Every day he slices the fish, presses it onto the rice, glazes it with a flourish. He says he still isn’t bored. He says he still isn’t quite happy with the result.
Something happens when you are able to make friends with repetition. I don’t mean monotonous tasks that take you to the edge of your patience. I mean something you can love. That thing is that slowly you gain a deeper understanding of whatever your subject is. And at the same time you teach yourself about how good it can be to take your time.
You’ve got your whole life to get good at something. A woman said that to me once.
You run round the same park. You move back into downward-facing dog, again. You wake up to the same face in bed opposite you.

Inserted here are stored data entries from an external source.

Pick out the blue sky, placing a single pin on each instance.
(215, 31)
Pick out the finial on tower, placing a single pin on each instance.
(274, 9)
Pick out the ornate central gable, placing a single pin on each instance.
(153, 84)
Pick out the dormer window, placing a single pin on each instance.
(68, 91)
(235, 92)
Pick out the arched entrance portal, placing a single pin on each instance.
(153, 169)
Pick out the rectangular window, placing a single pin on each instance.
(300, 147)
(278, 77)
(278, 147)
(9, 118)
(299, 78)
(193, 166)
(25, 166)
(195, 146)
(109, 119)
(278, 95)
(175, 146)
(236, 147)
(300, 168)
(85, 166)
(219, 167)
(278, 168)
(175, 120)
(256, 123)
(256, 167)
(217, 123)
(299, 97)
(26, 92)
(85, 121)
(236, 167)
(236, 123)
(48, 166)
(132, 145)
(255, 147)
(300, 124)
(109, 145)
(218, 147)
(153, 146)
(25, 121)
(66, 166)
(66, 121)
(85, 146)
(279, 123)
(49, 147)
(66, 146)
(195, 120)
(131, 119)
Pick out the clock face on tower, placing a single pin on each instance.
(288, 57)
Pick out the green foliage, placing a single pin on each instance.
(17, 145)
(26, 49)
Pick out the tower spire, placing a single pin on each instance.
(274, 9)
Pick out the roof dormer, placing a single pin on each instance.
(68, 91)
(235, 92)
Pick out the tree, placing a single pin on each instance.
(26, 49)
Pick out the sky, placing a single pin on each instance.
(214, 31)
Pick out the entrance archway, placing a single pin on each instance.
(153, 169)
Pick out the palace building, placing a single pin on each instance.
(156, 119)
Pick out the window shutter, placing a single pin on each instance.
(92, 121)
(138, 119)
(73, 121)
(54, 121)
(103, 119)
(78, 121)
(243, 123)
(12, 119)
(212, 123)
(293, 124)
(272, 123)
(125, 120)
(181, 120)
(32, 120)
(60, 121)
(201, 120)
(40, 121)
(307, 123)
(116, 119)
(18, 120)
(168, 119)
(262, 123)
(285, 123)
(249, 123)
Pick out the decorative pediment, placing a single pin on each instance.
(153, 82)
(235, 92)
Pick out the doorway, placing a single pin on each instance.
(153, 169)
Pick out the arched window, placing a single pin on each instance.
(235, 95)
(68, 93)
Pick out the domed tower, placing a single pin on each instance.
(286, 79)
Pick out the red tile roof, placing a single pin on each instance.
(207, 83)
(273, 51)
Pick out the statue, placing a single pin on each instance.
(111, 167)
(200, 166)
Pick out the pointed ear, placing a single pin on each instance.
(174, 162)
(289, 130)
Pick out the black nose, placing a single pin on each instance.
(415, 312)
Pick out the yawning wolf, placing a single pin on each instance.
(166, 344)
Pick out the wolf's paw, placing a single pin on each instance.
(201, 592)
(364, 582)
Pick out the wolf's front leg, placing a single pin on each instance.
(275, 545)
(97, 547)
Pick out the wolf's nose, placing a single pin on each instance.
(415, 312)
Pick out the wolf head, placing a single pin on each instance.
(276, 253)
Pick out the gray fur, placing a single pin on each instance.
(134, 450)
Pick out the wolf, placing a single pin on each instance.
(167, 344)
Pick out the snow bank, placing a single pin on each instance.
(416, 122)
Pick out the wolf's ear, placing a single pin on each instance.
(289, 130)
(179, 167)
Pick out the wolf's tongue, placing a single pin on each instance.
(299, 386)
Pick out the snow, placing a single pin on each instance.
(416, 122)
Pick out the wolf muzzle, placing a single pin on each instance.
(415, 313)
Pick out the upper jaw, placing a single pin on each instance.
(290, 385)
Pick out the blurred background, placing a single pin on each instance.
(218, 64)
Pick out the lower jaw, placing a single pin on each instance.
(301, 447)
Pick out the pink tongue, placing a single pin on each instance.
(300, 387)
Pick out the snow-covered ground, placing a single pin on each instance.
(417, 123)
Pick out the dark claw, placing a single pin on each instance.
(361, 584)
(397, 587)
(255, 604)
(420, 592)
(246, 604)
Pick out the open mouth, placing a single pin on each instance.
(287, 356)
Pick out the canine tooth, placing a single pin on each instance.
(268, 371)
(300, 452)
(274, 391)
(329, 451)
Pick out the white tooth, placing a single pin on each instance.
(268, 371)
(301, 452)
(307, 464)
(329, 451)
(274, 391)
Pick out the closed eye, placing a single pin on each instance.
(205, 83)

Last night I walked back from Islington to Hackney, against the path of the canal, invisible to me behind the wall: past the gardens of de Beauvoir, across Kingsland Rd from N1 to E8. I felt the of joy walking inside me, and it didn’t matter that I walk or cycle that same route every day to and from work. It felt new. Virginia Woolf used to go out “to buy a pencil”, even when she didn’t need a pencil. She noticed how walking shifted ideas around your head. As I walked last night, I had a new idea about something I want to write, and a new idea about the way I want to write, and I saw a building on the edge of the canal against the break in the skyline that I wanted to put into a story.
Moments of meaning don’t come often. You have to catch them before they flutter away.
I looked down at my legs as I walked, the legs that were carrying me home. For years I would look at them and notice the imperfections, the things I wanted to change. Last night I thought: I will have the same legs for the rest of my life. Even when I’m seventy (I hope they get me to seventy). They’ll change and veins will streak like lightning and the skin will shrivel and wrinkle. We have to live with getting old. But the same legs. For once they weren’t something to compare to a girl in a magazine’s. They are my amazing legs; they are taking me places.
I don’t think I’d ever thought this before. In all the times I’ve ever walked anywhere.
In the pub, we’d met some really cool people, two actors, one photographer. They bought us a drink and were so friendly and interested about what we were doing and writing. One of them, the actor said: whatever you will write will be good, you’ve just got to keep practicing. Keep trying, keep trying, be honest, it won’t fail to be good. The other said: when I was first a photographer I was the worst photographer in the world. He said: it’s true what they say about 99% perspiration, 1% inspiration.
He said: everything you do is a step on the path to getting better.